On the whole, the game is on the easy end of the spectrum — for an adventure game. Unlike many games in the genre, Puzzle Bots is setup as rooms and each room is its own puzzle. There is no need to perform the “adventure game shuffle:” look at a puzzle, go somewhere else, solve a different puzzle and return to the original task at hand. Everything is self-contained, which gives the game traditional puzzle genre feel.
The graphics continue this theme as well. It’s set-up as an old-school Saturday morning cartoon. As such, the levels are bright and colorful. There are the laboratories, a garden, playhouses and a factory. A jack-in-the-box springs to life when the handle is pushed. Sometimes the animation is a bit “jerky.” What is meant by that statement is that the characters will not smoothly move from point A to point B. Instead, they’ll go to a point in between them, turn, move a bit, turn, move and complete the action. Though I admit it is a little weird by modern standards, it fits perfectly with its old-school credentials.

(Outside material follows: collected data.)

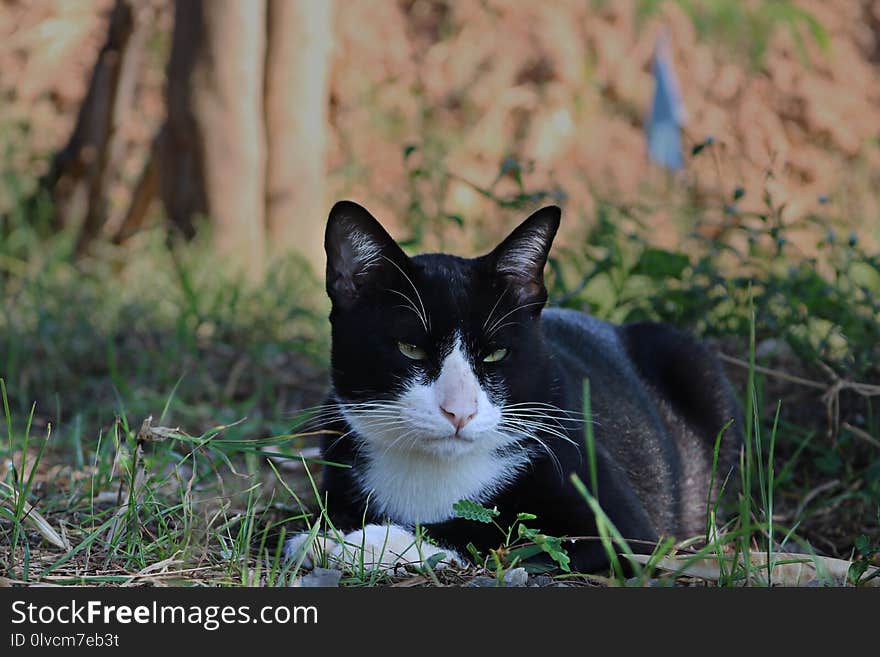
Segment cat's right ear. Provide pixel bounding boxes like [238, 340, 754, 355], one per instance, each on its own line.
[325, 201, 409, 308]
[488, 205, 561, 306]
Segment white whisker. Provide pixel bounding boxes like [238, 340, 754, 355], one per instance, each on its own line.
[497, 422, 563, 479]
[381, 255, 429, 331]
[486, 300, 545, 337]
[386, 288, 428, 332]
[482, 284, 510, 332]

Sound wise, the basic noises are a bit generic. The music, while not memorable, fits the chipper mood and nicely fits the game’s laid back pace. What really shines is the voice acting. It’s downright awesome and makes the game’s silly plot hilarious. Without it, the game would be a hollow shell.
And if any of this interests you, then you seriously owe it to yourself to pick up a copy of Puzzle Bots. Yes, compared to the massive majority of adventure games on the market this one is on the easy and short side. Here’s the thing, it is just an enjoyable romp. Come for the simple and accessible gameplay, stay because the writing is funny and the game is well made. For a game that costs five bucks on Desura, this should help Miss Robinson garner a stronger following. Whatever project she and her crew release next, I look forward to it.